High Lonesome Sound Review

I was super excited to read this book because I am in awe of the strong female leads Wells created in Sabina Kane and Kate Prospero (Prospero’s War series.) In HIGH LONESOME SOUND, Wells serves up a whole family line of powerful women who have been saving Moon Hollow for generations. These women are the heart and soul and song of this novel, which is chock full of spooky Southern Gothic goodness. Wells makes writing in multiple genres look easy, by creating the perfect atmosphere and worlds that challenge her story people and make them shine. Her beautiful prose illuminates the story.

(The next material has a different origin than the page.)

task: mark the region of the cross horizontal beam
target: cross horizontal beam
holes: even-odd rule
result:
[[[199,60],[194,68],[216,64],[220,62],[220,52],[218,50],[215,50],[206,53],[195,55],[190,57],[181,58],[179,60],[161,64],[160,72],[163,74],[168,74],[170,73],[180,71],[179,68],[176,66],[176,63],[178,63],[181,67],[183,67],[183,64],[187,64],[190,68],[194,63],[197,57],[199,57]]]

Eighteen-year-old Ruby longs to escape Moon Hollow and forge a life, somewhere, anywhere else. Since her mama died, Ruby’s abusive father has become more volatile. She’s haunted by the sad sounds of the cub her sadistic neighbor keeps caged, waiting for the bear to become big enough to use as bait for his bloodthirsty hunting dogs. Ruby identifies with that poor, trapped, motherless creature. As much as she wants to save the cub, she doubts she can protect her two little sisters, let alone herself. But when Peter, a famous horror author, arrives in town to soak up the local culture and pen a career-reviving epic novel, Ruby sees him as a ticket out of Moon Hollow. Meanwhile, trouble brews stronger than the coffee served in the local diner in the form of a long overdue reckoning that possesses the power to destroy Moon Hollow and every single one of its residents.

While the novel is told in multiple points of view, Ruby and Peter serve as the key characters, who anchor the story. The local deacon has banished Ruby’s grandmother, Maypearl, who is known as a mountain magic practitioner, and forced his own rigid beliefs on the town. The conflict between the deacon’s iron-handed edicts and Maypearl’s pagan practices escalates when local spirits become restless. Maypearl and the town storyteller, Bunk, were my favorite secondary characters due to their kind hearts and quirks, but each story person from waitress Edna to mean girl Sarah Jane stand out. Even Ruby’s young sisters, who get relatively little page time, have unique personalities. Each character’s motivations are strong and power the story forward.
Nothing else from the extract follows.